Fables de La Fontaine (éd. Barbin)/1/Le Loup plaidant contre le Renard par-devant le Singe

Pour les autres éditions de ce texte, voir Le Loup plaidant contre le renard par-devant le singe.


III.

Le Loup plaidant contre le Renard pardevant le Singe.



Un Loup diſoit que l’on l’avoit volé.
Un Renard ſon voiſin, d’aſſez mauvaiſe vie,
Pour ce pretendu vol par luy fut appellé.

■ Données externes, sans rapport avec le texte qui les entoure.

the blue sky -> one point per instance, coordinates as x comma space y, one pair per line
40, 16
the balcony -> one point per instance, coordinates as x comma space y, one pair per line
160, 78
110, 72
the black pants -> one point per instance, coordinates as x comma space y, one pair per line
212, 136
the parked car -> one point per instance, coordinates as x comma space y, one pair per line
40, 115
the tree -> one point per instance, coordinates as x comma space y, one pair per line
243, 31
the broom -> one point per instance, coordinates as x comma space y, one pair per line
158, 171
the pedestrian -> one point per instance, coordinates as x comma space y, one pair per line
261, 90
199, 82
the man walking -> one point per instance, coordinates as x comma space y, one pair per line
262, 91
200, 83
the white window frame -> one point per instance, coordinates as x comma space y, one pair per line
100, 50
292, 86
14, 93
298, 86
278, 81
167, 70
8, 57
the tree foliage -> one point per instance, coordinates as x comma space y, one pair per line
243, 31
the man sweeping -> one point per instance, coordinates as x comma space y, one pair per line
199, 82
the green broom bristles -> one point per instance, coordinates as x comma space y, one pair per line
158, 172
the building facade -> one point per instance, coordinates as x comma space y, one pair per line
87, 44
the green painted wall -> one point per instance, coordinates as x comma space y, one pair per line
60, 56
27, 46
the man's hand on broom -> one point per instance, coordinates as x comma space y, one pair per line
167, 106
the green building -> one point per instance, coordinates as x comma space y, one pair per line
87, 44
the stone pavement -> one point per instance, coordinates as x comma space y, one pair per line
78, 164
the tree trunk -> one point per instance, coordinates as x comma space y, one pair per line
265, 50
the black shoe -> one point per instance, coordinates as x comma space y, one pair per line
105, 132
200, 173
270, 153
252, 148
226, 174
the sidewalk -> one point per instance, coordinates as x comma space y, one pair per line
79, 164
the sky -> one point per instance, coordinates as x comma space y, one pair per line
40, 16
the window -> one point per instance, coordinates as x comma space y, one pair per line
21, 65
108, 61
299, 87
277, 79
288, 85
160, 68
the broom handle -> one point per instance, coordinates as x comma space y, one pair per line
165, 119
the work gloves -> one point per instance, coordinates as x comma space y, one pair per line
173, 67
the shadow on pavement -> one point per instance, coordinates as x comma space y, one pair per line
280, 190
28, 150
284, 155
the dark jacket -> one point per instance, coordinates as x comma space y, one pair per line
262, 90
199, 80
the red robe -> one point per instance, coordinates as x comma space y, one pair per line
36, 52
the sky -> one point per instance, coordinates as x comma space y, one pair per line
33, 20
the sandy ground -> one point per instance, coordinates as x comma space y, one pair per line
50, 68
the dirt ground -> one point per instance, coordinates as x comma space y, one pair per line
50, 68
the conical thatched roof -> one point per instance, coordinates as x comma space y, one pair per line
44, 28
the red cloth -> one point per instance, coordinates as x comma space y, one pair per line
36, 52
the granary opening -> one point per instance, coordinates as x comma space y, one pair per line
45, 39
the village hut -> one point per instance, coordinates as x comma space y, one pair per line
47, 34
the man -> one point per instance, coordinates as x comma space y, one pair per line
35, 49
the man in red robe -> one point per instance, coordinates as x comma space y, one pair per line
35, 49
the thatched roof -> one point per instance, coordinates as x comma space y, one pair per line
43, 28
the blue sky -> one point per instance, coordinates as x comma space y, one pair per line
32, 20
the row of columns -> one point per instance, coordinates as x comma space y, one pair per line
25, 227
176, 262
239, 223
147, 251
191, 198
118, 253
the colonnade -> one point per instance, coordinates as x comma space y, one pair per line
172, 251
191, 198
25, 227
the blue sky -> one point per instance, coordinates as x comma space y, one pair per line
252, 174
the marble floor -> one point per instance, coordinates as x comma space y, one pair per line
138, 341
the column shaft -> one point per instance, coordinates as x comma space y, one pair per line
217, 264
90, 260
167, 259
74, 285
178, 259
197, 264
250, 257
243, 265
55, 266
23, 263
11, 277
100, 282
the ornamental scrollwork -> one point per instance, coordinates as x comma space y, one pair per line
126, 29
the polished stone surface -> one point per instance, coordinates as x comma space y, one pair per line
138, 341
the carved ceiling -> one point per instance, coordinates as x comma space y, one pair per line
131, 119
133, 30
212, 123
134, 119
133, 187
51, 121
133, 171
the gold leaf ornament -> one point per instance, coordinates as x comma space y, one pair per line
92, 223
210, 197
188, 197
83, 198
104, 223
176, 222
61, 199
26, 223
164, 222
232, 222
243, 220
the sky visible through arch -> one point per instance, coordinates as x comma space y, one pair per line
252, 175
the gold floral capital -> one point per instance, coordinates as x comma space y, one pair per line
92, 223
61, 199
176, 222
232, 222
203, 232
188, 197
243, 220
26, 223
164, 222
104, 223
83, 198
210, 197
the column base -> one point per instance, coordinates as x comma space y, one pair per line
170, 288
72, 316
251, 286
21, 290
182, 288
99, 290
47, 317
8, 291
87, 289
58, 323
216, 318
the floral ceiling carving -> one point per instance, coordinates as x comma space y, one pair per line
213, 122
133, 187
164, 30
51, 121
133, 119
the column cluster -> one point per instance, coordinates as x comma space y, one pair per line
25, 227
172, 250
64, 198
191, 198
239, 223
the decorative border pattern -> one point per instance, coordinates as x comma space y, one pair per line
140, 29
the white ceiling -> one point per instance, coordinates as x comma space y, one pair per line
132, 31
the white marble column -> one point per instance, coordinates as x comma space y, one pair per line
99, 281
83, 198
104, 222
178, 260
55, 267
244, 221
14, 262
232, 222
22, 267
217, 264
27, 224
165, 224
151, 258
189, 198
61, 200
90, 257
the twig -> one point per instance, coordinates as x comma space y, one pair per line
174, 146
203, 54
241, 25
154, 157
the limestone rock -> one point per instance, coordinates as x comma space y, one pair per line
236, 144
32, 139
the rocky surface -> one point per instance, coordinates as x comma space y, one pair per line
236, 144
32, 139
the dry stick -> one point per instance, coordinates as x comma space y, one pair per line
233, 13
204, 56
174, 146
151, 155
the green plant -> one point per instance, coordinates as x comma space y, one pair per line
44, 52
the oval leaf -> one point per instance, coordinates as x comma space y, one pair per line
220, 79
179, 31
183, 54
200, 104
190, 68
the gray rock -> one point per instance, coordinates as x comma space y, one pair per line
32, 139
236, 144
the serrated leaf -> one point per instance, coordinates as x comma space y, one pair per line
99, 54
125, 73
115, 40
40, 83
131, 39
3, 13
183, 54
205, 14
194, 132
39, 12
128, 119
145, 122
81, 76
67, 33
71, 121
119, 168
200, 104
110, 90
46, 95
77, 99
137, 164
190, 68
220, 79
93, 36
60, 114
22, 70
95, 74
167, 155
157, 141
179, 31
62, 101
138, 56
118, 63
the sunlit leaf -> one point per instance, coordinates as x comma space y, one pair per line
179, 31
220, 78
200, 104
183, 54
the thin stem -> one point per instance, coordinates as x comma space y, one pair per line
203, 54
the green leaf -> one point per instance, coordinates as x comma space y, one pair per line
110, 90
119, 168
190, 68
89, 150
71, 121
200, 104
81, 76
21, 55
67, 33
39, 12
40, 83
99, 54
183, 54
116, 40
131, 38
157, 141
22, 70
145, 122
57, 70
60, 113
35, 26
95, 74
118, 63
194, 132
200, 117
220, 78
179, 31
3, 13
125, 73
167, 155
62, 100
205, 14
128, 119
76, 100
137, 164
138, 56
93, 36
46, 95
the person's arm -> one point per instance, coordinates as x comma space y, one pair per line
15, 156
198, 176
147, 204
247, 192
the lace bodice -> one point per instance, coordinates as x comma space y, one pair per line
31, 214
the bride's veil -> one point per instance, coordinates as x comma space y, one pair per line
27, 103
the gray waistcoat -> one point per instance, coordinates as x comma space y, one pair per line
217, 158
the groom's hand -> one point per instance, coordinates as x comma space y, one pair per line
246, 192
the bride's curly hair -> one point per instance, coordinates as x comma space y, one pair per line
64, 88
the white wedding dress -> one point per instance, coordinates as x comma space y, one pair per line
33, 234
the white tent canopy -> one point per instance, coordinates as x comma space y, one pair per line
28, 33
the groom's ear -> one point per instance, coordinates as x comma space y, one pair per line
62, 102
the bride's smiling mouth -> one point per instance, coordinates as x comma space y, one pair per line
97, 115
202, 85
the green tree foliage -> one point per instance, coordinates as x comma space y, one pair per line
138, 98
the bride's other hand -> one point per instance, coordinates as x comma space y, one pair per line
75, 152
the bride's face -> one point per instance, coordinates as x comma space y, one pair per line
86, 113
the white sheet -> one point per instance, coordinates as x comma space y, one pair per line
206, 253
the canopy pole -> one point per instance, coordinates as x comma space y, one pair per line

Devant le Singe il fut plaidé,
Non point par Avocats, mais par chaque Partie.
Themis n’avoit point travaillé,
De memoire de Singe, à fait plus embroüillé.
Le Magiſtrat ſuoit en ſon lit de Juſtice.
Aprés qu’on eut bien conteſté,
Repliqué, crié, tempeſté,
Le Juge inſtruit de leur malice,
Leur dit : Je vous connois de long-temps, mes amis ;
Et tous deux vous payrez l’amende :
Car toy, Loup, tu te plains, quoiqu’on ne t’ait rien pris ;
Et toy, Renard, as pris ce que l’on te demande.
Le Juge pretendoit qu’à tort & à travers
On ne ſçauroit manquer condamnant un pervers.


Quelques perſonnes de bon ſens ont cru que l’impoſſibilité & la contradiction qui eſt dans le Jugement de ce Singe, eſtoit une chose à cenſurer ; mais je ne m’en ſuis ſervi qu’aprés Phedre, & c’eſt en cela que conſiſte le bon mot, ſelon mon avis.